The campaign, funded by Natural Resources Canada, was able to reduce idling at various test sites that displayed anti-idling signs by 33 per cent, Bill Lautenbach, Greater Sudbury general manager of growth and development, said.

He added there has been an anti-idling policy in place for city departments and contractors for two years. The policy doesn’t affect non-city employees and contractors, however.

One City Taxi cab driver outside the Rainbow Centre, who gave his name as Don, said he turns off his vehicle’s engine most times.

“Leaving my engine off means I am not burning gas,” he said. “That saves me money.”

Ward 12 Coun. Joscelyne Landry-Altmann said she has received complaints about pollution from idling vehicles.
One resident told Landry-Altmann, she suffers from pollution from idling vehicles and supply trucks from the convenience store next door.

In another area of Landry-Altmann’s ward, several schools in close proximity to each other had higher-than-normal levels of emissions from school buses loading and unloading students.

She said education was “the way to go,” but admitted enforcement of a bylaw could be a challenge.

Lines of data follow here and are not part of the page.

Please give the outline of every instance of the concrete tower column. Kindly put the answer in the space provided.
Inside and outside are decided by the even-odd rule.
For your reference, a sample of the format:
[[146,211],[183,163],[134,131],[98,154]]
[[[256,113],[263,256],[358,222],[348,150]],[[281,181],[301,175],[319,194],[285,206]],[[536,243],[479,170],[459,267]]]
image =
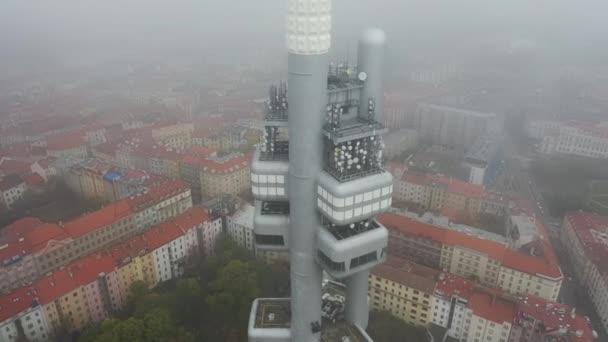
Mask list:
[[320,266],[315,261],[320,217],[317,178],[322,168],[321,130],[327,106],[331,0],[289,0],[287,16],[289,103],[289,258],[291,339],[319,341]]
[[369,321],[369,270],[361,271],[346,278],[346,320],[366,329]]
[[386,34],[379,28],[363,32],[357,50],[357,69],[365,73],[365,85],[361,92],[359,115],[368,113],[368,100],[376,102],[376,121],[382,123],[384,114],[384,55],[386,54]]

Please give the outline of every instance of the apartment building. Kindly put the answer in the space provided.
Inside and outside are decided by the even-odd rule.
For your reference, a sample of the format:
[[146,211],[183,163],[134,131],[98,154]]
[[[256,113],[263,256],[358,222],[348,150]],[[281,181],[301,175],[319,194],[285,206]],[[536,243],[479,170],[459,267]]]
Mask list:
[[540,141],[540,153],[608,158],[608,122],[530,120],[526,131]]
[[239,195],[251,189],[251,154],[230,153],[208,157],[200,174],[203,198]]
[[[555,301],[563,276],[547,241],[514,250],[507,243],[466,231],[441,227],[416,217],[386,213],[379,221],[389,229],[389,253],[513,295],[536,295]],[[437,264],[439,267],[437,267]]]
[[151,135],[158,145],[184,150],[192,147],[192,123],[156,124],[151,128]]
[[27,185],[21,176],[10,174],[0,178],[0,208],[11,209],[23,197]]
[[432,322],[435,283],[441,272],[407,259],[389,256],[371,270],[370,306],[388,311],[408,324],[427,327]]
[[436,341],[591,342],[597,338],[588,318],[567,305],[537,296],[513,296],[395,256],[372,269],[369,285],[374,309],[431,328],[439,333],[433,335]]
[[475,218],[481,213],[484,188],[478,184],[405,171],[396,188],[395,201],[415,203],[457,219]]
[[492,293],[475,291],[465,313],[462,341],[507,342],[516,305]]
[[146,145],[139,147],[133,154],[145,163],[145,170],[156,175],[179,178],[179,161],[183,154],[171,147]]
[[564,217],[560,239],[572,260],[575,277],[608,331],[608,216],[569,213]]
[[[2,290],[31,281],[32,261],[35,278],[192,207],[190,189],[183,182],[165,180],[160,184],[66,223],[18,221],[20,225],[3,236]],[[24,269],[28,272],[20,271]]]
[[487,133],[500,130],[498,115],[471,110],[421,104],[414,115],[414,127],[423,142],[447,146],[471,146]]
[[152,287],[182,274],[185,259],[200,248],[199,232],[216,232],[218,225],[192,209],[0,297],[1,340],[49,341],[64,328],[109,318],[135,281]]
[[195,145],[213,148],[221,151],[231,151],[247,143],[247,129],[240,126],[225,127],[221,130],[204,128],[197,129],[193,135]]
[[255,251],[255,234],[253,231],[253,217],[255,207],[243,204],[232,216],[226,217],[226,231],[239,246]]
[[201,198],[201,171],[208,157],[217,156],[217,151],[203,146],[193,146],[179,162],[179,177],[190,184],[193,197]]
[[82,198],[111,202],[144,191],[148,174],[119,168],[101,159],[86,159],[63,173],[66,185]]
[[51,157],[88,157],[87,142],[82,134],[59,134],[47,137],[46,154]]

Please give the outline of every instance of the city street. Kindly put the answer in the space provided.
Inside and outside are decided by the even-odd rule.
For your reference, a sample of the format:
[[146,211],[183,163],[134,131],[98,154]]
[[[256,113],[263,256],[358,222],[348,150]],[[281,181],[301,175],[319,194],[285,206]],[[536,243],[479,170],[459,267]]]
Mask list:
[[569,263],[569,257],[561,247],[559,239],[562,218],[550,215],[542,192],[538,189],[534,178],[529,172],[528,167],[532,159],[528,154],[528,151],[522,151],[521,148],[518,149],[511,139],[506,139],[505,168],[503,173],[498,176],[493,190],[528,200],[534,204],[536,217],[542,220],[548,231],[549,239],[559,258],[564,275],[559,301],[575,307],[577,311],[587,315],[591,319],[594,329],[599,334],[599,341],[608,341],[608,334],[606,334],[601,324],[599,324],[600,318],[595,313],[591,301],[585,291],[582,290],[582,286],[572,276],[572,265]]

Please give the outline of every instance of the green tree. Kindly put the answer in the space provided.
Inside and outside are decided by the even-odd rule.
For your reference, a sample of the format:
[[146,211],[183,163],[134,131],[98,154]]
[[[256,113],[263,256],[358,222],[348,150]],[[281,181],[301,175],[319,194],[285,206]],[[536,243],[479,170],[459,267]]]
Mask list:
[[409,325],[386,311],[370,313],[367,333],[378,342],[426,341],[423,329]]
[[206,290],[196,278],[179,279],[173,294],[173,312],[178,322],[197,329],[205,315]]
[[240,261],[230,261],[222,268],[217,278],[211,282],[209,295],[205,299],[207,310],[214,314],[207,326],[215,327],[205,331],[209,341],[243,341],[251,303],[258,296],[257,274],[251,265]]

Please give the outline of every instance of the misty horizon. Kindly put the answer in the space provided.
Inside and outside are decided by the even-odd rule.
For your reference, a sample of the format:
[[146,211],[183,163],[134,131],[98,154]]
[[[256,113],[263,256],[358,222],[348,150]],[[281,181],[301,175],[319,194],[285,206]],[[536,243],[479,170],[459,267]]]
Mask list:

“You have to catch (idlers) in the act.”

Ward 8 Coun. Ted Callaghan, though he said he agreed emissions needed to be curtailed, said the city might not be able to enforce yet another bylaw.

He suggested the coalition make a formal presentation to the Sudbury and District Health Unit, since the health unit would have the necessary expertise as to the effects of pollutants on human health. He noted city staff could help with the presentation.

Quinlan said in some jurisdictions, it is the health units that enforce anti-idling bylaws, much as with the current anti-smoking measures.

All councillors present agreed the major stakeholders, environmental groups, EarthCare Sudbury and the Sudbury and District Heath Unit should come together to discuss developing the contents of a proposed bylaw and how it could be enforced. Public education would also be necessary, they said.

The stakeholders with staff support could present a report back to council later in the fall, committee members agreed.


Facts presented in a 2000 EarthCare Sudbury employee awareness tool kit CD on climate change: 

- Idling is a waste of gasoline-tests by the federal government have shown that no more than 30 seconds of idling is required to circulate engine oil before driving away even on cold days; 

- The best way to warm a vehicle is to drive it, not idle the engine; 

- Every 10 minutes of idling costs the driver one-tenth of a litre in wasted fuel and up to four tenths of a litre if your vehicle has an eight-cylinder engine; 

- Idling can damage an engine because the engine is not working at peak efficiency, leaving fuel residues that can tend to deposit on spark plugs — as the amount of engine idling increases, the average spark plug temperature drops and plug fouling is increased, in turn increasing fuel consumption in a vicious circle; 

- Using a block heater to warm the the engine in winter before starting it can reduce idling, reducing engine wear, improving fuel efficiency and reducing emissions up to 20 percent in cold conditions-use an automatic timer to turn on the block heater two hours before starting the vehicle.